Key conveners and participants have included Thresholds and the Illinois Department of Veterans’ Affairs. This work has been made possible by generous support from Boeing and the Robert R. McCormick Foundation, with additional support and participation from the VNA Foundation, Jesse Brown VA Medical Center, and a host of other concerned stakeholders.
Working together, we can get it done.
Our 2020 Goal
We intend to raise up women veteran-informed care so that it becomes as much top of mind as the ADA, police reform – or COVID-19! It’s long overdue.
What Can I Do?
If you are a community medical or behavioral health provider, you can make sure you ask your female patients and clients if they have ever served in the military
If you are veteran center or community organization, you can convey your concern to your area’s hospitals and clinics – and to your elected officials.
If you are woman veteran or active service member, you can take heart and know that a strong coalition is working for you. And you can speak up as well – identify as a veteran, or a service member, when asked – it helps you, and your sisters.
Breanna Gawrys, DO. A member of the Family Medicine faculty at Scott AFB/St Louis University Family Medicine Residency Program as well as the AF/SG Acupuncture Consultant, Dr. Gawrys is an active-duty major and a fellow of the American Academy of Family Physicians .

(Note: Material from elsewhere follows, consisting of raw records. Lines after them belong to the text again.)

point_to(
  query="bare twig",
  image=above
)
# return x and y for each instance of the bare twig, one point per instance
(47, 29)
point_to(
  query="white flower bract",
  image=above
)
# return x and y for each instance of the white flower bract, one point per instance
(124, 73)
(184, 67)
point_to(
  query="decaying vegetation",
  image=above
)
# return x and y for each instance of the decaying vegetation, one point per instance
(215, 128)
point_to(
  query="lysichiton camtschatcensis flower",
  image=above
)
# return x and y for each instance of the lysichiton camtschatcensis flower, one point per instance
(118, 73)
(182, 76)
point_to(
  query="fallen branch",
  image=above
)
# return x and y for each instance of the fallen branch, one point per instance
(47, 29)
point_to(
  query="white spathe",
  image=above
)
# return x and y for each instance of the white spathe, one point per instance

Kevin Hull, JD. As the chief development officer at CARES, Hull serves the research entity that administers all non-VA funded research and education projects for several Midwestern VA hospitals. A licensed attorney, he was previously staff counsel in the Illinois General Assembly. He has been a longtime dedicated advocate for our wounded service members and their families, and has taught policy and legislation at UIC John Marshall Law School.

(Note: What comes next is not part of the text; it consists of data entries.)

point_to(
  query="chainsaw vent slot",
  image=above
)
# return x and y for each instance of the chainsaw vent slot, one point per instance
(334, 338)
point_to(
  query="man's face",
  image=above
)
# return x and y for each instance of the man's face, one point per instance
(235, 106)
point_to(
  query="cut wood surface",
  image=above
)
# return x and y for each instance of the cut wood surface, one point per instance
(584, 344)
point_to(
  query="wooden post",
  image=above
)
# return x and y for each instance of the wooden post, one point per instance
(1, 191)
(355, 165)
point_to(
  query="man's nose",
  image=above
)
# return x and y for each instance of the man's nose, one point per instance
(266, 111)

Gordana Krkic, CAE. As the chief advocacy and policy officer for the Illinois Academy of Family Physicians, Dr. Krkic (Kirk-itch) promotes family medicine’s viewpoint to government agencies, the Illinois legislature, other organizations, and policymakers. She is a Certified Association Executive and a fellow of the Institute of Medicine of Chicago.

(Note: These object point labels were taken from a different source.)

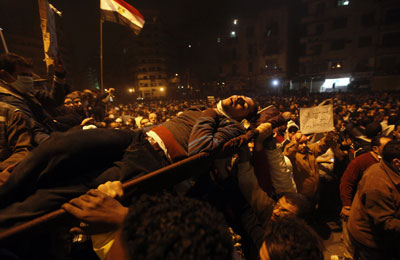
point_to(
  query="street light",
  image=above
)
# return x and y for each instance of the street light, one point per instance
(275, 82)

Courtney Mapes, MD, MPH. A flight surgeon with the Peoria Air National Guard 182nd Airlift Wing, Dr. Mapes completed deployments to Afghanistan, the Mediterranean, and Kuwait and served as Flight Commander of the Flight and Operational Medicine Clinic at Beale AFB in California. She is family medicine physician with the Heartland Health Centers in Chicago.
Silvia Ojisua, RN, BSN, PCMH CCE. With 35 years of experience as a registered nurse, Ojisua directs day-to-day operations at 10 ACHN health centers including 2 COVID 19 testing sites. She assisted Access Community Health Network in achieving Patient-Centered Medical Home certification and six successful Joint Commission survey.
Barbara Otto. With extensive expertise in Medicaid, Medicare, and Social Security-related public benefits programs and has been frequently called upon to provide analysis and insights on healthcare, disability, and employment matters for Congress, CMS, the Social Security Administration, and media outlets. An advocate for health and economic security since the 1990s, she is the chief executive officer of Smart Policy Works.
Mary Roberson, EdD, LCPC, CSADC. A Navy veteran with over 20 years in behavioral health services, Roberson was previously managing director for Nicasa Behavioral Health Services. She has facilitated women’s specialized groups on various traumas and serves as a member the Drug Court Team and Veterans Treatment Assistance Court. Certified as a Supervisor of Alcohol and Other Drug Abuse Counseling, she is herself is in long-term recovery.
Irma Sharp, PhD, LCSW. As the women veterans program manager Captain James A. Lovell Federal Health Care Center, Dr. Sharp serves as an advocate and resource for women veterans to ensure equitable access to high quality care. She previously worked in the mental health clinic and served as the intimate partner violence assistance program coordinator. Bilingual and bicultural, she offers services to Spanish-speaking women patients at Lovell FHCC who prefer to speak their native language.